米国市場における“サステナブル・ビューティ”は、先進的な欧州にいまだ遠くおよばない。消費者の意識や行動は大幅に変化しているものの、国レベルでの規制がないことや、サステナビリティに関する定義のあいまいさが進化を阻めているのだ。グリーンウォッシュ(実態を伴わないにもかかわらず、環境に配慮していると誤った印象を与える行為)も大きな問題となっており、消費者が自信を持ってサステナビリティに取り組むことを阻害している。(この記事は「WWDJAPAN」2024年5月27日号付録「WWDBEAUTY」からの抜粋です)
グローバルブランドが米国市場に参入する場合、欧州のサステナビリティ基準をそのまま用いていることが一般的だ。
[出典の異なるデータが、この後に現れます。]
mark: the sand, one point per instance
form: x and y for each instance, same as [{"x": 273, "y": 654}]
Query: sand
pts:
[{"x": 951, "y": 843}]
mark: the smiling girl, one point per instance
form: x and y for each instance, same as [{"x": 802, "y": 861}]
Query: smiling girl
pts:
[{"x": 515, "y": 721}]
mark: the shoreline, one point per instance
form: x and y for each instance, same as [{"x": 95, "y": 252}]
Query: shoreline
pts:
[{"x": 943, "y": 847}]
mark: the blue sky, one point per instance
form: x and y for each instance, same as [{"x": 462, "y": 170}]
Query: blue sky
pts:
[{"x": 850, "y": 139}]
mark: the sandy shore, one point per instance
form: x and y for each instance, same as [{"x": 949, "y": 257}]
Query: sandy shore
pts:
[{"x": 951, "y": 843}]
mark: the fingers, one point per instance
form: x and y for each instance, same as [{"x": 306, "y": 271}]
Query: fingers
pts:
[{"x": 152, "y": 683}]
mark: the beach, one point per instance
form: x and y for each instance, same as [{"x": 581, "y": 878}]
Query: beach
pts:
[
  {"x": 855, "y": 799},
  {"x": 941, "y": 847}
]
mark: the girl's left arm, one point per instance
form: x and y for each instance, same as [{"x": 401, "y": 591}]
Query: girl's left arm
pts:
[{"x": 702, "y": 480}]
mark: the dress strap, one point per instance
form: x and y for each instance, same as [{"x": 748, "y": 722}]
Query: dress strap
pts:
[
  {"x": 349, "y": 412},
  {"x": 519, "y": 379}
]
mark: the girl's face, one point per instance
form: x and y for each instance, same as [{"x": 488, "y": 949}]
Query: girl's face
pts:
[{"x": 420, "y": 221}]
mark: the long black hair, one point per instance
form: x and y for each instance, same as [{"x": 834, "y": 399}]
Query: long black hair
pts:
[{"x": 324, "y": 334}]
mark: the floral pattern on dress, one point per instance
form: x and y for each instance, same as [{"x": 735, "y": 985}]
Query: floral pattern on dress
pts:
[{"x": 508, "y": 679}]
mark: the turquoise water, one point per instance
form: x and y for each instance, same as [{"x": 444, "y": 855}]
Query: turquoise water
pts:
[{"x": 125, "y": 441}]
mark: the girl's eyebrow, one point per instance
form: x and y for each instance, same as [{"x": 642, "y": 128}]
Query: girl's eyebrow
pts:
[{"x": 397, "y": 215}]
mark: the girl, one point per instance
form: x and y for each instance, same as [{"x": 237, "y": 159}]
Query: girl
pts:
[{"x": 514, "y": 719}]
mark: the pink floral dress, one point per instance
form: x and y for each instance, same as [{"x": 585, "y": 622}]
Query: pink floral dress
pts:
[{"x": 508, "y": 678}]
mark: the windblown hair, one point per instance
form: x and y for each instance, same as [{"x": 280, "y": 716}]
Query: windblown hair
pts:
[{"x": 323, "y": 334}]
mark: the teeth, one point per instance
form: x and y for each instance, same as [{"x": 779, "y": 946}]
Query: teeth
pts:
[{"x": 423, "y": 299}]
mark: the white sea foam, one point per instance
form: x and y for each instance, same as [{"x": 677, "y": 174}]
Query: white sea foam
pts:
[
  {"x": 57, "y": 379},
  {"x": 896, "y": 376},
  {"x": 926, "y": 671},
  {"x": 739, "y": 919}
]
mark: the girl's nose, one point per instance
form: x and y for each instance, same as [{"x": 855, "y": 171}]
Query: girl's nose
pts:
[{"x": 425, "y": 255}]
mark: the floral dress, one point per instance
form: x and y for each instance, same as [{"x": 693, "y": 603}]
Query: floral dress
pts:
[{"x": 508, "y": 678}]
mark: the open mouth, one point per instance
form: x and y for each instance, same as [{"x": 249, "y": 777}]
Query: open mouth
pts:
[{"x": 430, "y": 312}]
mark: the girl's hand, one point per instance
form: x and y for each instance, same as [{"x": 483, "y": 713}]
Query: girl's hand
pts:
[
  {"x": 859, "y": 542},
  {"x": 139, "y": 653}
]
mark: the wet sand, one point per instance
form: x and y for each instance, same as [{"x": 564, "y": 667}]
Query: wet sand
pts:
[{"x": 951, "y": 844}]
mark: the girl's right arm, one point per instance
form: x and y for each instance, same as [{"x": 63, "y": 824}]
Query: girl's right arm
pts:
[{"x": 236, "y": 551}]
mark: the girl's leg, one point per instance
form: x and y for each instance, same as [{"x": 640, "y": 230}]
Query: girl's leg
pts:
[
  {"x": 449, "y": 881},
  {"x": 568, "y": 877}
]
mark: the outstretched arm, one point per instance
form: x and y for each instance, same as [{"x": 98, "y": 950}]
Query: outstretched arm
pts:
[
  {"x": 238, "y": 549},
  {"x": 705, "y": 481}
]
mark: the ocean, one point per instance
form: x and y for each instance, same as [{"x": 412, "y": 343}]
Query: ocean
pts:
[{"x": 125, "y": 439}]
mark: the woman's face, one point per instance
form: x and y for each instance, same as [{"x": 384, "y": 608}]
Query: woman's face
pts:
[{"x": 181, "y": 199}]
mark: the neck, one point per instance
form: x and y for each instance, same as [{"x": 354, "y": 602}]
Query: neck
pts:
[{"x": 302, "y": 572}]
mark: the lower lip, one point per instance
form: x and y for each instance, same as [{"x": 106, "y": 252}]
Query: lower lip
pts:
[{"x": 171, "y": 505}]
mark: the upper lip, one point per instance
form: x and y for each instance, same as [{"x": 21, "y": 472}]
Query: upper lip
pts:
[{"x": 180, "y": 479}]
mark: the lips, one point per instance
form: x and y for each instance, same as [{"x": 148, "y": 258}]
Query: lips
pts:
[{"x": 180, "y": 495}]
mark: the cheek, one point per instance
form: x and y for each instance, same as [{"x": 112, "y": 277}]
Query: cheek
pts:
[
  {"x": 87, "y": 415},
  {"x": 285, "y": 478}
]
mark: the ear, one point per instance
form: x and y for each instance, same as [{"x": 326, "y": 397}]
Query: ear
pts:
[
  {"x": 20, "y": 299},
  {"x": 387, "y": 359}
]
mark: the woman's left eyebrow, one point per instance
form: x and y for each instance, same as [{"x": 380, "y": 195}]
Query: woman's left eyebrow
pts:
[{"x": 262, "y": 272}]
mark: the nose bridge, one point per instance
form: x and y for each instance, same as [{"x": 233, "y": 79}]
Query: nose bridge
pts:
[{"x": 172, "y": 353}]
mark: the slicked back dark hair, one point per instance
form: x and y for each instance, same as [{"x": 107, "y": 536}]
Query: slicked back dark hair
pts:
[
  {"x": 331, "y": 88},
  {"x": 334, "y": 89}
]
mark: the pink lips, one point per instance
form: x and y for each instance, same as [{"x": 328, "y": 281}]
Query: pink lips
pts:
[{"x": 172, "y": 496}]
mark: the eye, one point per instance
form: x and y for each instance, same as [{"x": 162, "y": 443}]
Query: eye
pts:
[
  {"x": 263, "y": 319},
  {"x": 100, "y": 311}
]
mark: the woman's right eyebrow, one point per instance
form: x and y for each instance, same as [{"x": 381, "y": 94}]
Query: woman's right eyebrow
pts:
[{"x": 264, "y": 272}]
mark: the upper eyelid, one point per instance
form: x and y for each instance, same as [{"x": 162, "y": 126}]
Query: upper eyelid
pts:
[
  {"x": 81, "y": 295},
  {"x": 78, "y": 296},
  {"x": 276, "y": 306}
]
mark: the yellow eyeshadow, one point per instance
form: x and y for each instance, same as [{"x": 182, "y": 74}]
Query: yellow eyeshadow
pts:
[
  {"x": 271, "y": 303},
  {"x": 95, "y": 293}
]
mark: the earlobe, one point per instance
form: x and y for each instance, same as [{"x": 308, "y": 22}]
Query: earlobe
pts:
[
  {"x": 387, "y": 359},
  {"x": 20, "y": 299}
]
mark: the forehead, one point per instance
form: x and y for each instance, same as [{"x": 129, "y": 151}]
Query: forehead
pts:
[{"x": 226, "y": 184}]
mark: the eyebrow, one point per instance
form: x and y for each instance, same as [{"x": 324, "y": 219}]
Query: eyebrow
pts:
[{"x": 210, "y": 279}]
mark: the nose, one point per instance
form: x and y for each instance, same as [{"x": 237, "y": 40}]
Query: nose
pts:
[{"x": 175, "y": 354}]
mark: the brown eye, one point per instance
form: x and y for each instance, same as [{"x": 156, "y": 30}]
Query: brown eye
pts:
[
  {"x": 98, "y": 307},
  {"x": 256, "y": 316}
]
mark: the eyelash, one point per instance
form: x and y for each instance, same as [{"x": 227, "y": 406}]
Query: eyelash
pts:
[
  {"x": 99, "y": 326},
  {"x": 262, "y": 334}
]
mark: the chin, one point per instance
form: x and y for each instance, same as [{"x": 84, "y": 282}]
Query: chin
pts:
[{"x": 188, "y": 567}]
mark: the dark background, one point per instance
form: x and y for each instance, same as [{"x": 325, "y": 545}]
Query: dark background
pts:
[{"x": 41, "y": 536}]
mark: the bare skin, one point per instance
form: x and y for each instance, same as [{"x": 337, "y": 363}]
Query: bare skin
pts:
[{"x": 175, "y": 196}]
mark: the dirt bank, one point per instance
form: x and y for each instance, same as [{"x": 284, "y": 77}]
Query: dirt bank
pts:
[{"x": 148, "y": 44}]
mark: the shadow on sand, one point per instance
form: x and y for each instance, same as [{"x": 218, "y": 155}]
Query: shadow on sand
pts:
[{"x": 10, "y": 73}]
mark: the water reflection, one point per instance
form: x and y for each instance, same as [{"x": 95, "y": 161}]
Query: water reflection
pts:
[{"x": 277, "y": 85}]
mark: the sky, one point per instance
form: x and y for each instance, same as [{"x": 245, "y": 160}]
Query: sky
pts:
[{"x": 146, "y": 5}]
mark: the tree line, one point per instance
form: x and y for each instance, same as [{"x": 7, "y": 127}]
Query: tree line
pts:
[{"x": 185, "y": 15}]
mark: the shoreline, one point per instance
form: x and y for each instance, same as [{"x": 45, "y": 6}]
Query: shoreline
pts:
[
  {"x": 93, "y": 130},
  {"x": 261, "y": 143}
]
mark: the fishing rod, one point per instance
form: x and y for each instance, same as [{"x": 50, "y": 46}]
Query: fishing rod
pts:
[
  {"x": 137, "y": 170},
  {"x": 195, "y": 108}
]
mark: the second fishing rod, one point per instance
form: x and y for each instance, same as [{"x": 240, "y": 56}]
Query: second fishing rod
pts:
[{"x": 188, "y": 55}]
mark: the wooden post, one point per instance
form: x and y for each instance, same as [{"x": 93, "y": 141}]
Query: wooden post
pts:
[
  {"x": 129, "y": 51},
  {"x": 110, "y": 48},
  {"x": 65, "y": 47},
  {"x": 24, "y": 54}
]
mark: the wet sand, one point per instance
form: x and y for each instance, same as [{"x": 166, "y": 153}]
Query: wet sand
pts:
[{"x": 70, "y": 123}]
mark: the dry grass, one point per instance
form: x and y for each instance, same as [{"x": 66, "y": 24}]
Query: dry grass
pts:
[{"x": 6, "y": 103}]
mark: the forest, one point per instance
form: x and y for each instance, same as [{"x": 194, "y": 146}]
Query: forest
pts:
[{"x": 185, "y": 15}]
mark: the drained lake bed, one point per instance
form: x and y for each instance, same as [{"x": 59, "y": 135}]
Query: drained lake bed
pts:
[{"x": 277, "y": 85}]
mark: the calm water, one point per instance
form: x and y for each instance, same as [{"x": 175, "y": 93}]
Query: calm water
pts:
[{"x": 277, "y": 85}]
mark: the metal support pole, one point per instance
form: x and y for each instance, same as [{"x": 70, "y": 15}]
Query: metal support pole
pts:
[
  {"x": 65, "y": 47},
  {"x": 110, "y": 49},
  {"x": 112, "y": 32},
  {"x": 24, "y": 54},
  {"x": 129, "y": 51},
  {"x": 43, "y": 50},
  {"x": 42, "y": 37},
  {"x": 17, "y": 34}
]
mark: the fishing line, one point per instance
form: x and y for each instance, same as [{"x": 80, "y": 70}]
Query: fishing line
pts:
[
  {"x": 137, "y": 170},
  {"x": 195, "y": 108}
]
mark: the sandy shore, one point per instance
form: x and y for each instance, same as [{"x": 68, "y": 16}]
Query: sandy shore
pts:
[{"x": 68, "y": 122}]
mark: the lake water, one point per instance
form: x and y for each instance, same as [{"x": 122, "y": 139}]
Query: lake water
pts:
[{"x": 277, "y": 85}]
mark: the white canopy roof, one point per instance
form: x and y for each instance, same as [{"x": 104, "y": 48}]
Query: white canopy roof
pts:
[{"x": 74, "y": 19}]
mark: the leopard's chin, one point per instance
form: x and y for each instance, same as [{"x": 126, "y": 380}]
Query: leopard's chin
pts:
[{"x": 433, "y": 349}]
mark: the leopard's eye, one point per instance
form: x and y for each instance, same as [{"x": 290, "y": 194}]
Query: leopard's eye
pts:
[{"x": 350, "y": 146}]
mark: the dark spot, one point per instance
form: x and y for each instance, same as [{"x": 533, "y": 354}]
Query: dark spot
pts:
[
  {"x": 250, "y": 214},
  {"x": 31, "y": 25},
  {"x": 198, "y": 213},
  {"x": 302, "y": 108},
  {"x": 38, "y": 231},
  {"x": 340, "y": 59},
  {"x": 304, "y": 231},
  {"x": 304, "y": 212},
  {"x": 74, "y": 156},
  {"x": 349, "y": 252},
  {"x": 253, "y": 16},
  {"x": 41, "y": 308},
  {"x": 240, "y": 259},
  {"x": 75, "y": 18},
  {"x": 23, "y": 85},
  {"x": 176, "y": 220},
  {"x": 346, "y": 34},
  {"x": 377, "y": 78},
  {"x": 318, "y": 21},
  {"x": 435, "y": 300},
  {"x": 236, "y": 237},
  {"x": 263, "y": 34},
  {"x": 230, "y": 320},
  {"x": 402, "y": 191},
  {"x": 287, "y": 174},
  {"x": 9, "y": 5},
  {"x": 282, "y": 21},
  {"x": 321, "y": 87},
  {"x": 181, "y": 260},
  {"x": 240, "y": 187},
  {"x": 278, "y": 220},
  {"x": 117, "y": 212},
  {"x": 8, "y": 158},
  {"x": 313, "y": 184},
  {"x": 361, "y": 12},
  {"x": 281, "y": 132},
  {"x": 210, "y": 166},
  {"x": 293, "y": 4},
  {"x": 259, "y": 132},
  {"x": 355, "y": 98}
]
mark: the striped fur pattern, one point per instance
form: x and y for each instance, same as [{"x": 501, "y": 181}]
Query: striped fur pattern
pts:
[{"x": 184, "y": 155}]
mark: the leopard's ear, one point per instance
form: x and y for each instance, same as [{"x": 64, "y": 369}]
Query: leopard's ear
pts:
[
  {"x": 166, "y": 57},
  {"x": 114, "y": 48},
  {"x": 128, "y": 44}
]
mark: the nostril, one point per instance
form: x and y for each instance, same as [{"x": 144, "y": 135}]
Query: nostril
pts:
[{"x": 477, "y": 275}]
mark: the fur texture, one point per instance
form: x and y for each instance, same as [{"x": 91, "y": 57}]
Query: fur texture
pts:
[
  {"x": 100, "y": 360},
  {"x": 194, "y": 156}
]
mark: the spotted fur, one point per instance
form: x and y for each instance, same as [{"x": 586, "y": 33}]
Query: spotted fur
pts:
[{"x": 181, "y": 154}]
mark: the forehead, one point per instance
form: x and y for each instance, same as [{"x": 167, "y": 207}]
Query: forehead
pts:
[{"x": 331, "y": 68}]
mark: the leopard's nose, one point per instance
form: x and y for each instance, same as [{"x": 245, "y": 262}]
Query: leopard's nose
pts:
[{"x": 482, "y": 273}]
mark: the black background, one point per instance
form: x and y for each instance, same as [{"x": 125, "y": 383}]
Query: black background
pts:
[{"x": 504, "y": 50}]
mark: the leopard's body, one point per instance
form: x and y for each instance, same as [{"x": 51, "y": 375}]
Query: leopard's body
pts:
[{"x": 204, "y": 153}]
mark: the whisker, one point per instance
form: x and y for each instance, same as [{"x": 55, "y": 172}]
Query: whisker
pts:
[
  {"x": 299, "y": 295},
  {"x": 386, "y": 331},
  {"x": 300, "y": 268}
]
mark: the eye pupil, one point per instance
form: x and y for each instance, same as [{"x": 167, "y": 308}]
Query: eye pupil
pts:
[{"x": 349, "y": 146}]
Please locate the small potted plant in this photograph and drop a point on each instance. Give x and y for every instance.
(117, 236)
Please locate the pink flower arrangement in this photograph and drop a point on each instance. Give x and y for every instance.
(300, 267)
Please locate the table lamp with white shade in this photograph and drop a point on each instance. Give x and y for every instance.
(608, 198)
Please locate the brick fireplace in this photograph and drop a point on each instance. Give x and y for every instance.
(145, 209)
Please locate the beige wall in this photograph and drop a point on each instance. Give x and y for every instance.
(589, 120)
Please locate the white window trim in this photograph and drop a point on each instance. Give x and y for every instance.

米ブランドが欧州市場に商品を輸出する場合も、リサイクル性や化学薬品の使用などについて欧州の環境規制に準拠する必要があるため、最初から欧州基準を適用し、オペレーションの簡便化を図っていることが多い。
前述のように、米国では国レベルでの規制や定義がないため、各企業はサステナビリティについて場当たり的な対応になってしまいがちだ。CSR目標を達成しなければという意欲をもって各社を突き動かすのは、有害な成分のない商品を使いたいという消費者による“クリーンビューティ”の需要だろう。